The first step is rarely symptomatic. If the disease develops very slowly and for a long time, manifestations of signs characteristic of tumor processes are possible. The patient weakens, sometimes suffers from fever, low-grade fever. Weight loss, night sweats, severe sweating.
The sclerotic stage of the development of the disease is associated with the progress of pathology and more vivid symptoms associated with anemia. The patient becomes weaker, pain periodically disturbs the left under the ribs, often a feeling of general discomfort comes. An increase in the spleen in dimensions provokes heaviness under the ribs on the left.
The blast crisis step manifests itself as pale, yellowish skin. Palpation allows you to determine a significant increase in the spleen, at a later stage - the liver. In some patients, hypersplenism is formed due to erythrocyte death in the spleen structures.
Common symptoms
The phenomena listed below are unlikely to help suspect myelofibrosis, since they are quite general and are characteristic of a wide range of diseases, but with this diagnosis they are most likely explained to them. Primary myelofibrosis leads to yellowness of the mucous membranes. Gradually, this phenomenon becomes more and more pronounced. An examination of the blood reveals an increased rate of free bilirubin. Visually, you can notice changes in urine: the shade of the liquid gradually darkens. In addition, the progress of myelofibrosis is always associated with increased anemia.
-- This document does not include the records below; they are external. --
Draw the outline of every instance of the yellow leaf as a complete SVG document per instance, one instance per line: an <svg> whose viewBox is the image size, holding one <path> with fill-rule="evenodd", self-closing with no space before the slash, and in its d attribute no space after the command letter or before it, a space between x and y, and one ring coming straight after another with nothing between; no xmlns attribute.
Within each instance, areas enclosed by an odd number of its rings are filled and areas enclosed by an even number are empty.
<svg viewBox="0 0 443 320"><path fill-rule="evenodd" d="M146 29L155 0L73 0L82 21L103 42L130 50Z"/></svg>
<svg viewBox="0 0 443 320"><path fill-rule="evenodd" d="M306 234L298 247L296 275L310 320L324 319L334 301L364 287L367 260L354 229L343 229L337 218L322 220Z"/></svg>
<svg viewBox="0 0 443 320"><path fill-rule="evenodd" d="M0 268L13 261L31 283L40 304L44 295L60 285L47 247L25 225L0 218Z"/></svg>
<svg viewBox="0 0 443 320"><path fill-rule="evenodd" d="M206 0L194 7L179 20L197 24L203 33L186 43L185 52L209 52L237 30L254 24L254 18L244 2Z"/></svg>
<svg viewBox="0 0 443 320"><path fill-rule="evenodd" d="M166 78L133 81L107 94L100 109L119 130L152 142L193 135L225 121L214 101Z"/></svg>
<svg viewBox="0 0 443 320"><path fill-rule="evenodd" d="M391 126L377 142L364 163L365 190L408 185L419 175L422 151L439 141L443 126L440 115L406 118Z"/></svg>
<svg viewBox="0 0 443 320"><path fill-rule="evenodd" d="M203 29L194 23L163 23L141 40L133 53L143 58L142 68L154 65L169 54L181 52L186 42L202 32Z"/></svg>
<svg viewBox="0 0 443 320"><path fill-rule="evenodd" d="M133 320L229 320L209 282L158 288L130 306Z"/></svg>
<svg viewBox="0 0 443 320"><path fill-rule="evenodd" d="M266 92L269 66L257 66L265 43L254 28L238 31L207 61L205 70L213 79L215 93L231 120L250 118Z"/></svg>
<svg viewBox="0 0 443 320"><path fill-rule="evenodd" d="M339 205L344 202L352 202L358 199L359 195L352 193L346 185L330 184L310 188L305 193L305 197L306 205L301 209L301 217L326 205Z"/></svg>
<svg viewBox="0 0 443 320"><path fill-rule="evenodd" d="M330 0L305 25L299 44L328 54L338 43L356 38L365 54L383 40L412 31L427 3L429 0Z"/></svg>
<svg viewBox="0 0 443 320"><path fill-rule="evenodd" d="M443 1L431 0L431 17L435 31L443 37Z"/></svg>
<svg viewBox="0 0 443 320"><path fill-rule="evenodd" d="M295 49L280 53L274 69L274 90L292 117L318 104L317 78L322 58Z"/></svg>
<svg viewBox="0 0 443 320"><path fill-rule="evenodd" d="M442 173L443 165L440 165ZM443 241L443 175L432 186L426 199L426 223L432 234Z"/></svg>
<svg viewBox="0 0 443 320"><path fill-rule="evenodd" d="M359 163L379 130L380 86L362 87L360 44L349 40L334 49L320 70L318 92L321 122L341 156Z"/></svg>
These phenomena can cause a detailed laboratory study, even in the absence of the symptoms previously described. If the doctor suggests myelofibrosis, the patient is sent for a blood test.
They take a general analysis and bone marrow puncture, which normally cannot be obtained. Trepanobiopsy is prescribed, genetic features are investigated. As a rule, with myelofibrosis, abnormalities in the chromosomes are detected. A coagulogram is shown to evaluate platelet aggregation. Blood plasma is taken for biochemistry.